Market researchers, a PPE provider and a football manager all avoided tax bills totalling £17m the last quarter and face millions of pounds in fines from HMRC
At the top of the list of deliberate tax defaulters was a PPE provider that racked up a multimillion pound tax bill during the early stages of the pandemic.
The worst example of tax evasion on HMRC’s latest list of deliberate tax defaulters was a supplier of PPE goods, Premium Brand Management Limited, which failed to pay a tax bill of £3,503,379.65 for a six-month period between January and June 2020 during the height of the covid pandemic. They now face a penalty of £1,410,110 but the company went into liquidation in June 2021 and is now in the hands of administrators. When it went bust, the company had not filed accounts since May 2019. On Companies House, the business described itself as a non specialised wholesaler of food, beverages and tobacco which was set up in 2010.
The most high profile name on the list was football manager, Manuel Luis Pellegrini Ripamonti, currently managing Real Betis in Spain, who is facing a £816,000 tax bill for a three-year period from April 2014 to April 2017, overlapping the time he was managing Manchester City and living in Altrincham. He has been given a penalty of £343,728.
Building design and drafting business, Hebe & Huhet ran up an unpaid tax bill of £573,897 in 15 months to September 2020 and faces a fine of £516,507. According to Companies House voluntary strike-off action was suspended in March as the company was disputing the decision.
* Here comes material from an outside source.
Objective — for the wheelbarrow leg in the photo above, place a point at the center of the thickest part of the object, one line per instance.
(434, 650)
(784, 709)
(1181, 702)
HMRC’s list names over 100 individuals and businesses who have failed to pay their taxes and been identified in the last three months. Between them they owe tax totalling £17,163,109 with penalties amounting to £10,317,155, down from last quarter’s £12.5m penalty total. Activity has quietened down since earlier in the year when HMRC handed out a staggering £27.9m in fines in March.
The largest fine in the construction sector was for a glazing and domestic building company, Birmingham-based Mos Services Mid Ltd, which owed £924,888 in unpaid taxes in a single tax year, and was handed a £647,421 fine.
Meantime a Lithuanian haulage business, UAB Vaidmilda, has not paid a tax bill of £1.09m for year end June 2020 and is facing a £599,825 fine for unpaid tax.
Some of the largest tax bills this quarter include a labour provider involved in construction and repair of motor vehicles, A S Services, based in London which failed to pay £452,000 in taxes over a 19-month period and faces a £316,602 penalty unpaid tax.
A Chinese restaurant, Dashi Cuisine which traded as Lychee Oriental in Glasgow, failed to pay taxes of £359,917 over a three-year period and now faces a £151,000 penalty.
A specialist healthcare market research agency, Blueprint Partnership, failed to pay a tax bill of £338,551 from two years from October 2010 to December 2012 and has been handed a penalty of £243,756.